Dr. Larry Chiaramonte and Dr. Paul Ehrlich
(The FDA is counting down to the end of the year when Primatene is to be pulled from the market because of the propellant, chlorofluorocarbons, or CFCs, used, which are deemed harmful to the ozone layer. We were reminded on this when a notice came up on one of the many news feeds we follow, so we thought that we would share material on this “trailing edge medicine” from our book, Asthma Allergies Children: a parent’s guide.)
Who hasn’t heard of Primatene? This is the oldest asthma inhaler. It has been advertised on television and the radio for decades, and it is currently a prominent sponsor of after-midnight programming, complete with celebrity endorsers. But do these athletes actually use the stuff, assuming they have asthma? Not if their team physicians have anything to do with it, because the active ingredients don’t just affect the lungs, they stimulate the heart. They have both beta-2, which works on the lungs, and beta-1, which works on the heart, whereas the most common rescue inhaler we use, albuterol, is specific for the lungs. As urban pediatric allergists, this specific form of self-medication worries us a great deal.

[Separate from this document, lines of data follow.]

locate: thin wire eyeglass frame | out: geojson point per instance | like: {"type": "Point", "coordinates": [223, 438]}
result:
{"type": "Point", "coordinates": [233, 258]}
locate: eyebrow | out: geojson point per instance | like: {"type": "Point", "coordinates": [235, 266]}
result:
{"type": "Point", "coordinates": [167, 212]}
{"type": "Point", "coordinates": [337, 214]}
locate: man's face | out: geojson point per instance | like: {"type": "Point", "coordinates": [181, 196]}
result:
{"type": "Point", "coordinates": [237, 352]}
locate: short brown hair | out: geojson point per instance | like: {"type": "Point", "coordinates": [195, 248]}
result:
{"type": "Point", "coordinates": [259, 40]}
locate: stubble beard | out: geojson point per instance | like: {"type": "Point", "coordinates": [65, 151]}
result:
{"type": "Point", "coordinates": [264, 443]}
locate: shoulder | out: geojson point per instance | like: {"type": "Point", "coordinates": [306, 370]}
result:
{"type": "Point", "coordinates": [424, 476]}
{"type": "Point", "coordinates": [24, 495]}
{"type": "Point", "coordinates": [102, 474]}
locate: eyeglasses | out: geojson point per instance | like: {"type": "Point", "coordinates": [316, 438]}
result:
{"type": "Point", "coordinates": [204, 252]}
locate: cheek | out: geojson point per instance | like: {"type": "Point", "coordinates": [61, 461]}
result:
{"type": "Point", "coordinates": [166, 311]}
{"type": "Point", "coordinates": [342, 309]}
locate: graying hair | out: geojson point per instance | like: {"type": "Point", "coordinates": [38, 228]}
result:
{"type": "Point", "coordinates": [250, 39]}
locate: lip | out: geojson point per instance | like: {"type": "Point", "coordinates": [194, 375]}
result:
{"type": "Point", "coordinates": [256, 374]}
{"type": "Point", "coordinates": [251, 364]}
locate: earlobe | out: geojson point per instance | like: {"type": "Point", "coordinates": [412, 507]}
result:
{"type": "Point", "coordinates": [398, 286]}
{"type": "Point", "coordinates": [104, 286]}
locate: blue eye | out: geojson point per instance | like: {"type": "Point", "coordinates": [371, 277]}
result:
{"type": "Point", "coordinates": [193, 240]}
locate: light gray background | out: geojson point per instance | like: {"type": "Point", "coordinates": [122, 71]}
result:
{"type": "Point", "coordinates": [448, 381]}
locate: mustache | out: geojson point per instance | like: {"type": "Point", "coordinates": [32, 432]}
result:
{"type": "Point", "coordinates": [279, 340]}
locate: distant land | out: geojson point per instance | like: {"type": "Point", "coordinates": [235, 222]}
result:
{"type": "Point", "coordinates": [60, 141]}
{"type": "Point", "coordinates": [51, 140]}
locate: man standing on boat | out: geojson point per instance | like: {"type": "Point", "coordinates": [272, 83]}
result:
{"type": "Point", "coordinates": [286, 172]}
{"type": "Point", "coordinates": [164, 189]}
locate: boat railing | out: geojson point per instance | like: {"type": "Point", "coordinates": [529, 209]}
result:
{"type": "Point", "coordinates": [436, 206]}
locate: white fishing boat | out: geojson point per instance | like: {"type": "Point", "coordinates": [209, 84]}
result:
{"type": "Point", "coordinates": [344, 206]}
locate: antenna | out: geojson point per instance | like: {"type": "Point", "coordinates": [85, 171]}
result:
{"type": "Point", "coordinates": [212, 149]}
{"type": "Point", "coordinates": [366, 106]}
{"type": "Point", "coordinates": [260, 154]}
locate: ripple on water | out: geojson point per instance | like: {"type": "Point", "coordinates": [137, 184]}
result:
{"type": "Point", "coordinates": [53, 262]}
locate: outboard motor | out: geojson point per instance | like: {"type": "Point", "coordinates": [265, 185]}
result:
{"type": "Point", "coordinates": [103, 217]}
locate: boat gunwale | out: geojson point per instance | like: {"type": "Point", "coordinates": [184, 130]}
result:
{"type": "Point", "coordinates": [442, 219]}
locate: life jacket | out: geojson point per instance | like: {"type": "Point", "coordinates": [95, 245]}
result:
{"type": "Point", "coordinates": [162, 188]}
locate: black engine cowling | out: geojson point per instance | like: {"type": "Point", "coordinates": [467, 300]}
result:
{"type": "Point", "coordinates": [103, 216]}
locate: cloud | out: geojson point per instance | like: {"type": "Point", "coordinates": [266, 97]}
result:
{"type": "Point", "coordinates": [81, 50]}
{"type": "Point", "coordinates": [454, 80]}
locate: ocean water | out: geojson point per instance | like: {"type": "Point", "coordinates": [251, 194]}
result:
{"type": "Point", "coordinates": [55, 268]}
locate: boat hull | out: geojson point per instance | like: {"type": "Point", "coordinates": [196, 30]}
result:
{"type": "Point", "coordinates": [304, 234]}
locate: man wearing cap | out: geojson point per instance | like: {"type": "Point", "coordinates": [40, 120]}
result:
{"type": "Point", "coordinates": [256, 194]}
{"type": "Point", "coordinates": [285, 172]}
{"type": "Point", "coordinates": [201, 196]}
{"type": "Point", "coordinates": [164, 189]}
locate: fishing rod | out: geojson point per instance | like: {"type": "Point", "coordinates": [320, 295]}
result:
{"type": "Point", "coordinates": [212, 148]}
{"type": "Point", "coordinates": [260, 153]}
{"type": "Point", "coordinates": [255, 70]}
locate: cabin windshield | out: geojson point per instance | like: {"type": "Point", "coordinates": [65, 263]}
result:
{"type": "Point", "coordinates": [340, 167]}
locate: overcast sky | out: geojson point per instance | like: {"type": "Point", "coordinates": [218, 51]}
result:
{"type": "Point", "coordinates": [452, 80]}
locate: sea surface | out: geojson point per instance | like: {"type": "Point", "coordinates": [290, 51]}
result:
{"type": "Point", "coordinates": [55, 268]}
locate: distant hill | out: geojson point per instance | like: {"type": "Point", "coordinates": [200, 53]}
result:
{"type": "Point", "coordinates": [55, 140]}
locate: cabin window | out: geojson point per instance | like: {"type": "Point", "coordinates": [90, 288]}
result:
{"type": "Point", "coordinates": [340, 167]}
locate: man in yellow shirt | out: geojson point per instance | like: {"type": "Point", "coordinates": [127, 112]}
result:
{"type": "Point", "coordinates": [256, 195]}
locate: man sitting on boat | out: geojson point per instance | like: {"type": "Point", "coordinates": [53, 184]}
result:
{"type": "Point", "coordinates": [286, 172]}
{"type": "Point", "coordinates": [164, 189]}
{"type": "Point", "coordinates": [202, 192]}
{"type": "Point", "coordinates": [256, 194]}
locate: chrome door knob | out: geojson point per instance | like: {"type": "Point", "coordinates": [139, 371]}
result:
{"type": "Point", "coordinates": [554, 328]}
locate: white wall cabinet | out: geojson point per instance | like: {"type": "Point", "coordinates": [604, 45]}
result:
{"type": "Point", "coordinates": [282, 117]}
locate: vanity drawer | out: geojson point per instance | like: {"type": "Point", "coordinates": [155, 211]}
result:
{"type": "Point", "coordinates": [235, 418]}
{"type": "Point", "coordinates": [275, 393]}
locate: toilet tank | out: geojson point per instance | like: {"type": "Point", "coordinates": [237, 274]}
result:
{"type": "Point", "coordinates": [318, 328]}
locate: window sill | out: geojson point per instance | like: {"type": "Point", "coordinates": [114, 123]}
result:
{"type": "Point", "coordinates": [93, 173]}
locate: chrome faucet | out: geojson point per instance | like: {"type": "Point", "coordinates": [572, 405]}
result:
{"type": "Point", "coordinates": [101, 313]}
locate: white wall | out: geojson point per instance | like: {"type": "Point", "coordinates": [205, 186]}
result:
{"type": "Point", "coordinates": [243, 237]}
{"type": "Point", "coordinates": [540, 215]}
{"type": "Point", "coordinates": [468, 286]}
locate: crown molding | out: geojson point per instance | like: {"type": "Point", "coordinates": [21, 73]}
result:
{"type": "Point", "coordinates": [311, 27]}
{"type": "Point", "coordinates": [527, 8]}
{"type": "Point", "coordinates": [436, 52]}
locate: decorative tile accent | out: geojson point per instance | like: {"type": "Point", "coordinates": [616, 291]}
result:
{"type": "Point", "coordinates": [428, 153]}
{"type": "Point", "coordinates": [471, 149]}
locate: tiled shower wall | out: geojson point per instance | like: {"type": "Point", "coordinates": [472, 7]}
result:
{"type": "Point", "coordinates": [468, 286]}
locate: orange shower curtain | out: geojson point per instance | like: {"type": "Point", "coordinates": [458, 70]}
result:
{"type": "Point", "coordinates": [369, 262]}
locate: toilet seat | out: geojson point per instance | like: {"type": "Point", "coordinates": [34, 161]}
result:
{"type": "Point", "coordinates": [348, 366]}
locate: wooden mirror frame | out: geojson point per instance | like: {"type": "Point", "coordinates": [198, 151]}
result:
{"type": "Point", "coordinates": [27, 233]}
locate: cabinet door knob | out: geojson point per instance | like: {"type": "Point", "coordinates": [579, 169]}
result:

The primacy of Primatene in a poor neighborhood should surprise no one. If an upper-middle class person walks through a poor neighborhood, they will see things that have long since disappeared from their own environs: Billboards that advertise menthol cigarettes, malt liquor, and brandy are regular sights. Quick fixes to get people over life’s big problems.
The same is true with some trailing-edge medications—medications whose limitations are well known but are so cheap to produce that it’s still worth it to the manufacturers to keep them on the market.
A few years ago, I was consulting with a group in Hunts Point in the Bronx, a poor, substantially Puerto Rican neighborhood in what we call a high-asthma corridor. I walked past a playground and saw a number of small children playing with Primatene inhalers.
I asked our program coordinator if he knew why this was. He answered, “Doctor, it’s because it’s the easiest and cheapest way for their parents to deal with their asthma. They give them the inhaler and send them to school so they can go to work.” — Dr. Ehrlich
(Note: The disappearance of Primatene from the market begs the question: what will working poor families do now to help their children function so they can go to work? We urge everyone to support more asthma education and compliance programs.)